HasnainRaz / Skin-Segmentation-TensorFlow

A modified SegNet Convolutional Neural Net for segmenting human skin from images
MIT License
58 stars 12 forks source link

Problem in training #9

Closed quanghuy0497 closed 5 years ago

quanghuy0497 commented 5 years ago

When I began to train your model, I had this issue, but I have no ideas how to fix it. Could you please help me fix it? Thank you very much

Train loss:  0.0 Train iou:  0.0
Val. loss:  0.6931054 Val. iou:  0.4069072
Starting epoch:  0
Traceback (most recent call last):
  File "/home/user/.local/lib/python3.7/site-packages/tensorflow/python/client/session.py", line 1356, in _do_call
    return fn(*args)
  File "/home/user/.local/lib/python3.7/site-packages/tensorflow/python/client/session.py", line 1341, in _run_fn
    options, feed_dict, fetch_list, target_list, run_metadata)
  File "/home/user/.local/lib/python3.7/site-packages/tensorflow/python/client/session.py", line 1429, in _call_tf_sessionrun
    run_metadata)
tensorflow.python.framework.errors_impl.ResourceExhaustedError: 2 root error(s) found.
  (0) Resource exhausted: OOM when allocating tensor with shape[4,256,121,161] and type float on /job:localhost/replica:0/task:0/device:GPU:0 by allocator GPU_0_bfc
     [[{{node up2/conv2d_transpose}}]]
Hint: If you want to see a list of allocated tensors when OOM happens, add report_tensor_allocations_upon_oom to RunOptions for current allocation info.
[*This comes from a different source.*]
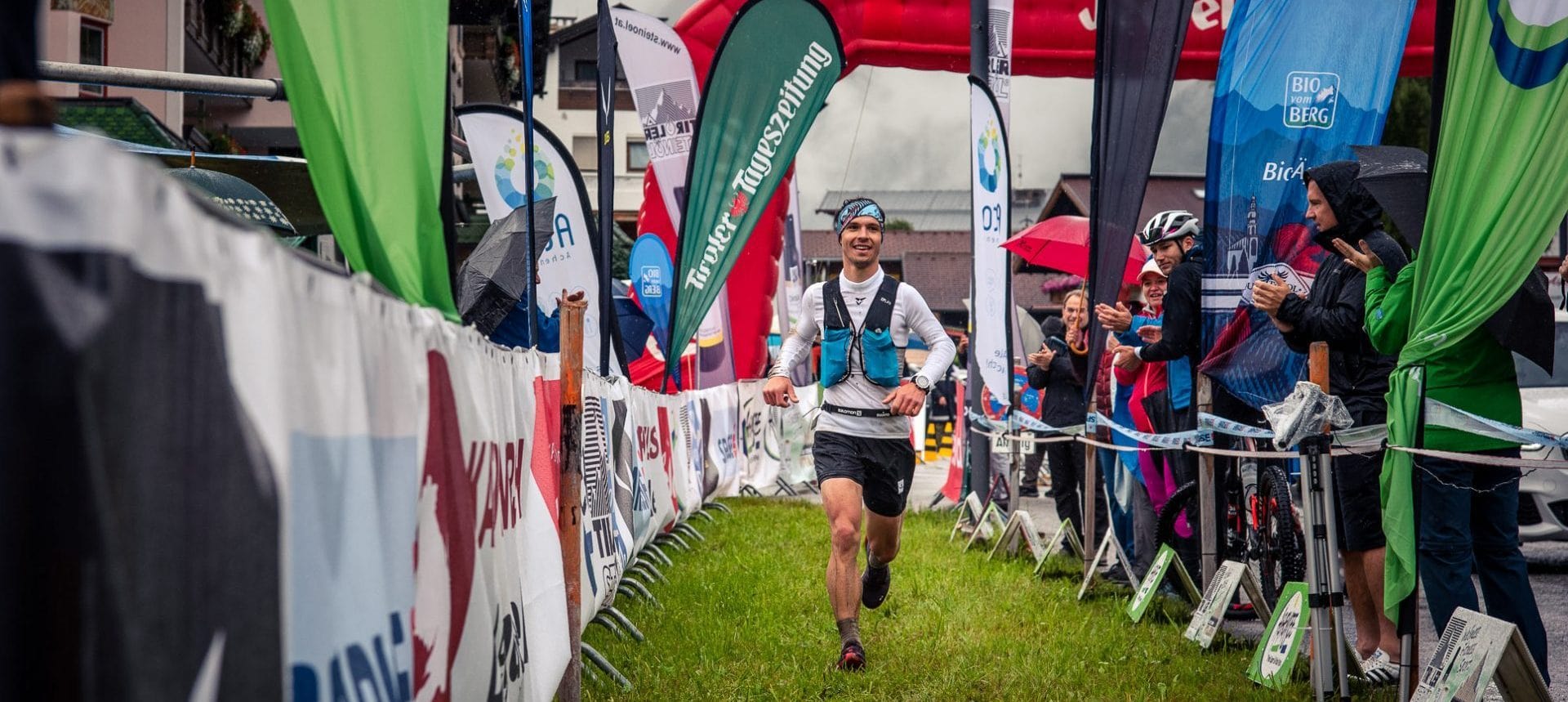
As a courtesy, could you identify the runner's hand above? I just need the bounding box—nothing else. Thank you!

     [[iou_metric/confusion_matrix/stack_1/_81]]
Hint: If you want to see a list of allocated tensors when OOM happens, add report_tensor_allocations_upon_oom to RunOptions for current allocation info.
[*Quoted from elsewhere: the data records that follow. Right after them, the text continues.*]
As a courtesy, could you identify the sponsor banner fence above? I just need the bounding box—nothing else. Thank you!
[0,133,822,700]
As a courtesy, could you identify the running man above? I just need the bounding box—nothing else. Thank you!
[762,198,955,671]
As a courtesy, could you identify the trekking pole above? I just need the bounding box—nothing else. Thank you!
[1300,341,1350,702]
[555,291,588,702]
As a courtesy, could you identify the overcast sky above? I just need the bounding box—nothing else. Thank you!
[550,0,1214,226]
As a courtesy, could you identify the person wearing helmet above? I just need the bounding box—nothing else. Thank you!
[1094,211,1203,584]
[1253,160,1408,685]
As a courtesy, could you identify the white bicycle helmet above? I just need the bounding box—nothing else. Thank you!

  (1) Resource exhausted: OOM when allocating tensor with shape[4,256,121,161] and type float on /job:localhost/replica:0/task:0/device:GPU:0 by allocator GPU_0_bfc
     [[{{node up2/conv2d_transpose}}]]
Hint: If you want to see a list of allocated tensors when OOM happens, add report_tensor_allocations_upon_oom to RunOptions for current allocation info.

0 successful operations.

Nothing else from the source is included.